Volume Three--Chapter Sixteen.

After the Banquet.

“Yes, yes,” said Edwin, impatiently, in reply to some anxious remark of Maggie’s, “I shall be all right with him. Don’t you worry till morning.”

They stood at the door of the sick-room, Edwin in an attitude almost suggesting that he was pushing her out.

He had hurried home from the festival, and found the doctor just leaving and the house in a commotion. Dr Heve said mildly that he was glad Edwin had come, and he hinted that some general calming influence was needed. Nurse Shaw had developed one of the sudden abscesses in the ear which troubled her from time to time. This radiant and apparently strong creature suffered from an affection of the ear. Once her left ear had kept her in bed for six weeks, and she had arisen with the drum pierced. Since which episode there had always been the danger, when the evil recurred, of the region of the brain being contaminated through the tiny orifice in the drum. Hence, even if the acute pain which she endured had not forced her to abandon other people’s maladies for the care of her own, the sense of her real peril would have done so.
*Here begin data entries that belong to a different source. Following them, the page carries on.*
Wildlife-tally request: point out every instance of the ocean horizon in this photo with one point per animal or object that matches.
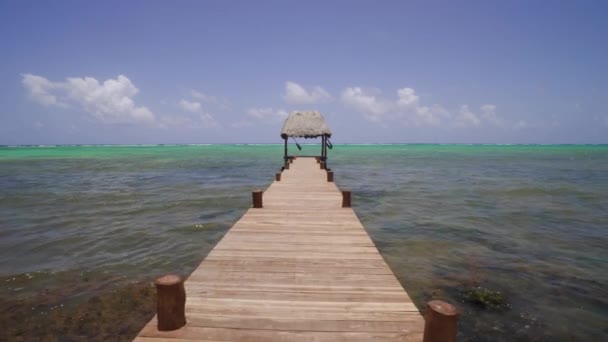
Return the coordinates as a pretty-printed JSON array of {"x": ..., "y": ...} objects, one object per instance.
[{"x": 84, "y": 225}]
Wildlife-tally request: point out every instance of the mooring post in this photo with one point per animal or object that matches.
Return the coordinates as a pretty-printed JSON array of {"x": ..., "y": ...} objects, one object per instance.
[
  {"x": 170, "y": 302},
  {"x": 440, "y": 322},
  {"x": 345, "y": 198},
  {"x": 257, "y": 198}
]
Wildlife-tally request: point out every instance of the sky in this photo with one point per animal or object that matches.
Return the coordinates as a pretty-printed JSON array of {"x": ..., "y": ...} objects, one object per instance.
[{"x": 165, "y": 72}]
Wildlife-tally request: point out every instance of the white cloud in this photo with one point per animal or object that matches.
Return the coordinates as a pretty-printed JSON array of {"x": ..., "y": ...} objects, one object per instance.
[
  {"x": 488, "y": 114},
  {"x": 202, "y": 120},
  {"x": 408, "y": 110},
  {"x": 107, "y": 102},
  {"x": 466, "y": 118},
  {"x": 365, "y": 102},
  {"x": 297, "y": 94},
  {"x": 405, "y": 109},
  {"x": 219, "y": 102},
  {"x": 267, "y": 114},
  {"x": 190, "y": 106},
  {"x": 40, "y": 89},
  {"x": 521, "y": 124}
]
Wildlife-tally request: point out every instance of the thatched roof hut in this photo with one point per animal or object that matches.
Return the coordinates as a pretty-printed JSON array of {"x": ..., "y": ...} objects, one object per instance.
[{"x": 308, "y": 124}]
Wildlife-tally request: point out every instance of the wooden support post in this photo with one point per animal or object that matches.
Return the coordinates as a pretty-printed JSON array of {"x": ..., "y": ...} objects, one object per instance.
[
  {"x": 345, "y": 198},
  {"x": 257, "y": 198},
  {"x": 170, "y": 302},
  {"x": 440, "y": 322}
]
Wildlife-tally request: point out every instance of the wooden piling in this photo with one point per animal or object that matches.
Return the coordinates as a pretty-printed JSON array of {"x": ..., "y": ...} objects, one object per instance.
[
  {"x": 170, "y": 302},
  {"x": 440, "y": 322},
  {"x": 257, "y": 198},
  {"x": 345, "y": 198}
]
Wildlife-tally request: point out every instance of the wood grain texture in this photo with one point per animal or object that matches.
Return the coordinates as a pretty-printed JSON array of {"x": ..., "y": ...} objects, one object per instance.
[{"x": 302, "y": 268}]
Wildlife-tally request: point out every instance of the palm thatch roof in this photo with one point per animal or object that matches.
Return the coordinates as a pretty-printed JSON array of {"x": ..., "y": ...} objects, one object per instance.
[{"x": 308, "y": 124}]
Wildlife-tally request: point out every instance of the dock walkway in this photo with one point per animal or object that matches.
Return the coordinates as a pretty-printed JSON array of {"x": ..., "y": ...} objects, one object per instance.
[{"x": 300, "y": 269}]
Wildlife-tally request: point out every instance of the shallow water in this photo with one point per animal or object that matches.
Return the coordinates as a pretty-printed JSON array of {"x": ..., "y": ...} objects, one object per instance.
[{"x": 528, "y": 221}]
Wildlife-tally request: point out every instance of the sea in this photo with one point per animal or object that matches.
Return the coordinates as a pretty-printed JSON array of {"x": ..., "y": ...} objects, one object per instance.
[{"x": 516, "y": 236}]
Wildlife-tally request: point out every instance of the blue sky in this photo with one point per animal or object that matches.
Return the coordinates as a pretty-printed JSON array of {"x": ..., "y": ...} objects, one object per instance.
[{"x": 128, "y": 72}]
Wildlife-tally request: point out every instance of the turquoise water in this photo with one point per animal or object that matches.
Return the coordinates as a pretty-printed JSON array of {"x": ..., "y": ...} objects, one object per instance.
[{"x": 530, "y": 222}]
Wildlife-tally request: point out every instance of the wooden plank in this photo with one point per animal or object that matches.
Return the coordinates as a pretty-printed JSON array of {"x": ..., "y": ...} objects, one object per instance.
[{"x": 300, "y": 269}]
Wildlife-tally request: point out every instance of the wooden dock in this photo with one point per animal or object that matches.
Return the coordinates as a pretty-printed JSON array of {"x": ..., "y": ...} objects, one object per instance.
[{"x": 302, "y": 268}]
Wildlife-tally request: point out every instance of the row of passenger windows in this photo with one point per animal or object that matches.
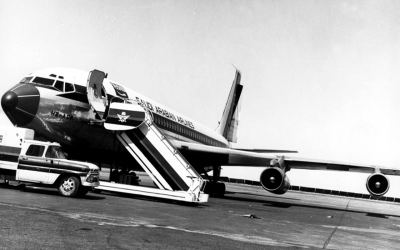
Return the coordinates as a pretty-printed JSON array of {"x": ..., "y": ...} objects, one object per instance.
[
  {"x": 180, "y": 129},
  {"x": 60, "y": 85}
]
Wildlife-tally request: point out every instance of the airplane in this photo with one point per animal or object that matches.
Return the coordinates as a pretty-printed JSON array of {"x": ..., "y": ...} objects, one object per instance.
[{"x": 72, "y": 107}]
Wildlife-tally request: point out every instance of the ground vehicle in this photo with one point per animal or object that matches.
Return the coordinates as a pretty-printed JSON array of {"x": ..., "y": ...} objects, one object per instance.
[{"x": 26, "y": 160}]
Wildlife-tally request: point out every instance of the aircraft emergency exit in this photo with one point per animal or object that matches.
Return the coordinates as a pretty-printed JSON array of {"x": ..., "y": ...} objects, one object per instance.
[{"x": 99, "y": 120}]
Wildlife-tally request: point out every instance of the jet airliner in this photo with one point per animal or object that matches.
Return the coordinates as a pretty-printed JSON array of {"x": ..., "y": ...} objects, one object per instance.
[{"x": 72, "y": 107}]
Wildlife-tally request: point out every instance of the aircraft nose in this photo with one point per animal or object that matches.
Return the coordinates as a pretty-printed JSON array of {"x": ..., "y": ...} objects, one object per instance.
[
  {"x": 21, "y": 103},
  {"x": 9, "y": 101}
]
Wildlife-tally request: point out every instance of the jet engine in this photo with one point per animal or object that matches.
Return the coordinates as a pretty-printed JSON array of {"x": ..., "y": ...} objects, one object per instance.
[
  {"x": 377, "y": 184},
  {"x": 274, "y": 180}
]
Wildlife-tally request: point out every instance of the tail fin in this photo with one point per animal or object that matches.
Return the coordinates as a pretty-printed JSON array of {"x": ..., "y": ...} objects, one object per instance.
[{"x": 230, "y": 119}]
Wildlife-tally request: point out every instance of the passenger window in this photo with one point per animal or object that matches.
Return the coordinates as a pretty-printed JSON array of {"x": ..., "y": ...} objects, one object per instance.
[
  {"x": 69, "y": 87},
  {"x": 59, "y": 85},
  {"x": 43, "y": 81},
  {"x": 35, "y": 150},
  {"x": 26, "y": 79}
]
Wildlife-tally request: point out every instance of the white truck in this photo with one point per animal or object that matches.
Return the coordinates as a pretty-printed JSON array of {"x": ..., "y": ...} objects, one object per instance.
[{"x": 26, "y": 160}]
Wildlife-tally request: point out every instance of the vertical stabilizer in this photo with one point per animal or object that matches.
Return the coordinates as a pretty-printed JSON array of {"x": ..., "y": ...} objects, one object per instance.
[{"x": 230, "y": 119}]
This masterful, tireless woman, whom no sadness nor abomination of her habitual environment could depress or daunt, lived under a menace, and was sometimes laid low, like a child. She rested now in Maggie’s room, with a poultice for a pillow. A few hours previously no one in the house had guessed that she had any weakness whatever. Her collapse gave to Maggie an excellent opportunity, such as Maggie loved, to prove that she was equal to a situation. Maggie would not permit Mrs Hamps to be sent for. Nor would she permit Mrs Nixon to remain up. She was excited and very fatigued, and she meant to manage the night with the sole aid of Jane. It was even part of her plan that Edwin should go to bed as usual—poor Edwin, with all the anxieties of business upon his head! But she had not allowed for Edwin’s conscience, nor foreseen what the doctor would say to him privately. Edwin had learnt from the doctor—a fact which the women had not revealed to him—that his father during the day had shown symptoms of ‘Cheyne-Stokes breathing,’ the final and the worst phenomenon of his disease; a phenomenon, too, interestingly rare. The doctor had done all that could be done by injections, and there was absolutely nothing else for anybody to do except watch.

“I shall come in in the night,” Maggie whispered.

Behind them the patient vaguely stirred and groaned in his recess.

“You’ll do no such thing,” said Edwin shortly. “Get all the sleep you can.”

“But Nurse has to have a fresh poultice every two hours,” Maggie protested.